Entwicklung der Einwohner in % von 1975 bis 2004 in den Gemeinden/Stadtteilen mit hervorragender Autobahnanbindung11) - Der Sinziger Stadtteil Löhndorf nimmt eine nicht unbedeutende Rolle ein, er hat sich - trotz vergleichsweise zurückhaltender Baulandpolitik - überproportional zur Gesamtstadt entwickelt. Auch der noch gut angebundene Stadtteil Westum hat überdurchschnittliche Wachstumsraten zu verzeichnen.

Ähnliche Wachstumsraten wie die hier exemplarisch dargestellten, die deutlich über dem Schnitt des Kreises Ahrweiler von rund 20 % liegen, weisen, neben einigen kleinen Eifeldörfern der Verbandsgemeinde Adenau,12) vor allem die über ergänzend zur A 61 ausgebaute Bundesstraßen wie z.B. die B 267 erschlossenen Kommunen Berg (+ 59,4 %), Kalenborn (+55,7 %) sowie ferner die Ortsgemeinden Königsfeld und Schalkenbach im Vinxtbachtal (63,1 bzw. 76,4 %) auf. Auch Kempenich, Weibern und Oberzissen, die über die B 412 bzw. die L 111 zügig an die Autobahn anbinden sind mit rund 25 % Wachstum überdurchschnittlich in der Kreisstatistik vertreten.

Standortvorteile: Das Gewerbegebiet Brohltal liegt direkt an der A 61.

Sicherlich wäre es nicht korrekt, alle Wachstumsraten über dem Durchschnitt mit dem Bau der Autobahn erklären zu wollen; auffallend ist jedoch die Häufigkeit und die Höhe der Wachstumsraten entlang den Autobahn nahen Dörfern und Stadtteilen.

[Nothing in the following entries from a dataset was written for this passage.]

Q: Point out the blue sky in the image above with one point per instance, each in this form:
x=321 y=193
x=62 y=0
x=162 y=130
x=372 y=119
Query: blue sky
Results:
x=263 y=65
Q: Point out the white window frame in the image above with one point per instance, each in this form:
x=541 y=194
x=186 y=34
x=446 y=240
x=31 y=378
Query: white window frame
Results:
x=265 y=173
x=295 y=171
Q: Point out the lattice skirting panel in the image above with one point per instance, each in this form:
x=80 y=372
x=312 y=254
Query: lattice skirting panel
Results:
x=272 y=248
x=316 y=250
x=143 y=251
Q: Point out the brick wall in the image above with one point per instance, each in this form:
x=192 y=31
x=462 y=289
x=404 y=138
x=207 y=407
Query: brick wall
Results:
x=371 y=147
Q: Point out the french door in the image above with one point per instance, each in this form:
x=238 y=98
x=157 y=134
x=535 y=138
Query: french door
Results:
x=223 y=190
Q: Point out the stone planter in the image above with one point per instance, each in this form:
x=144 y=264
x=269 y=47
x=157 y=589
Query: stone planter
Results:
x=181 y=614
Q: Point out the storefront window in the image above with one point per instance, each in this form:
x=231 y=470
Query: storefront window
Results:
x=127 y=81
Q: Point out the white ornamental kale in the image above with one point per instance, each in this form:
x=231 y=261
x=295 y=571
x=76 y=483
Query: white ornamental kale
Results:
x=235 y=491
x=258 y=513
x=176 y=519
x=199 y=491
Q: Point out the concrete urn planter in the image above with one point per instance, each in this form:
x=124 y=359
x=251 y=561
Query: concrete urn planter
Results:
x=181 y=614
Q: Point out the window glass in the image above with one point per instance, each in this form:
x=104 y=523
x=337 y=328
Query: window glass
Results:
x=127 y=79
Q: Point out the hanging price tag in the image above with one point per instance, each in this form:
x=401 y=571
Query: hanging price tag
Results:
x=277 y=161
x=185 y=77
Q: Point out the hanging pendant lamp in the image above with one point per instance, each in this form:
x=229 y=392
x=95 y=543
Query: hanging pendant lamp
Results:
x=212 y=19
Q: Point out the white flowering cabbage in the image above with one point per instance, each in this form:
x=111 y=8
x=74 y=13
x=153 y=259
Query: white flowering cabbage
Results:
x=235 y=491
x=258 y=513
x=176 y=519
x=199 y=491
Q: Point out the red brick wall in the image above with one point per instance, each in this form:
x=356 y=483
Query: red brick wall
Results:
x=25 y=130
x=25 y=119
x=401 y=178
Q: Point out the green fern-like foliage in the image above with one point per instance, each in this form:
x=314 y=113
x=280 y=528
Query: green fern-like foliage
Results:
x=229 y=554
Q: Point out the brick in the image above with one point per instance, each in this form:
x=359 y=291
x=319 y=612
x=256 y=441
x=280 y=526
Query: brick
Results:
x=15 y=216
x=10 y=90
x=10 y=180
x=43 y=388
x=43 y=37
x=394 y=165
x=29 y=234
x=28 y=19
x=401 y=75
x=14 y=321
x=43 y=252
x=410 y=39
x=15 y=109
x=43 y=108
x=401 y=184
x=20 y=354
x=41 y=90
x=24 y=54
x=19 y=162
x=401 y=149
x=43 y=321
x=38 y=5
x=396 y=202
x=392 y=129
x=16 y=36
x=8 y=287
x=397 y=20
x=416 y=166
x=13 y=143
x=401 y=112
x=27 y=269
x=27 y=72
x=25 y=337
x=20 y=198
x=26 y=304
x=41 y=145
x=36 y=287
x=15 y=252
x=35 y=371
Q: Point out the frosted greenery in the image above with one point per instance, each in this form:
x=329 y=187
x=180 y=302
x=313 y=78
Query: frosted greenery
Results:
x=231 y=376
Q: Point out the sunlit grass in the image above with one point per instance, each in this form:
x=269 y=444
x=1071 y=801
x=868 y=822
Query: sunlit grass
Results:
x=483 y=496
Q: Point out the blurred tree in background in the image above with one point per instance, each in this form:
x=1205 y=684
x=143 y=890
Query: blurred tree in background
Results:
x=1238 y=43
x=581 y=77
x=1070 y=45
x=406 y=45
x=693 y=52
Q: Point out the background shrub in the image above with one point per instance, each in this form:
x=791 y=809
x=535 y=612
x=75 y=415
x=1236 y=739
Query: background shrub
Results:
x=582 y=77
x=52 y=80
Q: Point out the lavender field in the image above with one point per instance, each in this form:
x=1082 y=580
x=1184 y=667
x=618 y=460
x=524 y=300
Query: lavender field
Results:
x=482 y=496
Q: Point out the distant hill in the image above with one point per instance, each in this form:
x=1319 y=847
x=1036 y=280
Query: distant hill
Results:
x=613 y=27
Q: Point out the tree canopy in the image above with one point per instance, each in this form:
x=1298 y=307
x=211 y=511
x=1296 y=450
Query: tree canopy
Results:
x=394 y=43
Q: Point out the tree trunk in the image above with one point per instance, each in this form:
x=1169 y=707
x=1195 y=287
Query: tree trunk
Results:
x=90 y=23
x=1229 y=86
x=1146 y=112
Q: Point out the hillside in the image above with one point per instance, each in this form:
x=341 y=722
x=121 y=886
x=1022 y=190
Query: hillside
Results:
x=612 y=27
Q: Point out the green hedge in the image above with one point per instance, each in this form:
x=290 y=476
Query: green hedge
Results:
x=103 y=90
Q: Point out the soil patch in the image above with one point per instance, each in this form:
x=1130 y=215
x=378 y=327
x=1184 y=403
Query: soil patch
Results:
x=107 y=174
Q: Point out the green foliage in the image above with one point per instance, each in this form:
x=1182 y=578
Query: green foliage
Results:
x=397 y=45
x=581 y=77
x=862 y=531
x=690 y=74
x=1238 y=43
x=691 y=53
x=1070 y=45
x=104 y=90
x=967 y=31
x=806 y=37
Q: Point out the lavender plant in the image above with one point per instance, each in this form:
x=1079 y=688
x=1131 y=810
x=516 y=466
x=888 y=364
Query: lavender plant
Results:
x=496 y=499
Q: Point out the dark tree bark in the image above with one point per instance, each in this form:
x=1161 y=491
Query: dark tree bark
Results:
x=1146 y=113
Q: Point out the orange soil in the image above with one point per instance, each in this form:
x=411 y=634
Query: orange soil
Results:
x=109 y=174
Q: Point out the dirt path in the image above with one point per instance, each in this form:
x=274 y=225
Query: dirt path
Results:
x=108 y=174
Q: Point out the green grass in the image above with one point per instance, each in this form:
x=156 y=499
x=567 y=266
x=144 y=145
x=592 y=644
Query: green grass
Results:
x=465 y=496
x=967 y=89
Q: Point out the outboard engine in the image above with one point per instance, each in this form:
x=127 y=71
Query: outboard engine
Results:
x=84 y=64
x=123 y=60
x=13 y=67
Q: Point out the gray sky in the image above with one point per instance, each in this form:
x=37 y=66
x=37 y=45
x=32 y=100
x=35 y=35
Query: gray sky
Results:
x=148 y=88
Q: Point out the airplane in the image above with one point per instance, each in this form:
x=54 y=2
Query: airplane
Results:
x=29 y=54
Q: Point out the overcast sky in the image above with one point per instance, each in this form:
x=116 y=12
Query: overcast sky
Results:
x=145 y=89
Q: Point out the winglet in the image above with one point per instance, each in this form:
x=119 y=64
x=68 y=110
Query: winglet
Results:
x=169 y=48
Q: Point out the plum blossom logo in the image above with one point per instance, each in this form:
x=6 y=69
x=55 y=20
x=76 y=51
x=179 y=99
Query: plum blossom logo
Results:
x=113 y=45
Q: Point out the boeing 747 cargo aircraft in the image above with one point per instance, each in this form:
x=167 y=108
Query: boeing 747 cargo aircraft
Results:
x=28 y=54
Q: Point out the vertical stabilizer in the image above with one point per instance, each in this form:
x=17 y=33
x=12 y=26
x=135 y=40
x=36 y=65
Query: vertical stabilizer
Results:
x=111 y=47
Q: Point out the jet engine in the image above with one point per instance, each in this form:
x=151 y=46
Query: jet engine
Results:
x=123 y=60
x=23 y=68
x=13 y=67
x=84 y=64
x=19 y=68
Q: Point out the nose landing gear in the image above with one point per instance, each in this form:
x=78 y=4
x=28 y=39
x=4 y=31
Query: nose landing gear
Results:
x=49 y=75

Ein Ergebnis, das bei den Pendlerverflechtungen zu den Arbeitsplatzzentren im Köln/Bonner- aber auch im Koblenz/Neuwieder-Raum nicht verwundern kann.

Ausblick

Der Kreis Ahrweiler als Teil der prosperierenden Region Köln/Bonn ist gerade nach dem Umstrukturierungsprozess infolge des Hauptstadtbeschlusses (Bonn/Berlin-Beschluss) aus dem Jahr 1991 wirtschaftlich gut aufgestellt. Renommierte Gutachter prognostizieren dem südlichen Metropolraum Rhein-Ruhr auch in den kommenden Jahren wirtschaftliches Wachstum und trotz des einsetzenden demographischen Wandels der bundesdeutschen Gesellschaft eine weitere Bevölkerungszunahme aufgrund von Wanderungsgewinnen. Hiervon kann der Kreis Ahrweiler nur dann profitieren, wenn es ihm gelingt, seine wirtschaftliche Entwicklung mit diesem Raum zu verknüpfen und wenn er als Wohnstandort attraktive Angebote bereithält. Die Infrastruktur für den westlichen Teilraum des Kreises ist mit der A 61 geschaffen, wenngleich inzwischen die Grenze des Leistbaren nahezu erreicht worden ist. Für den ländlich strukturierten Westteil des Kreises, bei dem bereits jetzt eine stagnierende Entwicklung erkennbar wird, ist eine rasche Erschließung über die fertig zu stellende A1 an die prosperierenden Räume ebenso notwendig wie der 6-streifige Ausbau der A 61 zur Steigerung der Kapazitäten für die weitere Entwicklung des östlichen Teilraums.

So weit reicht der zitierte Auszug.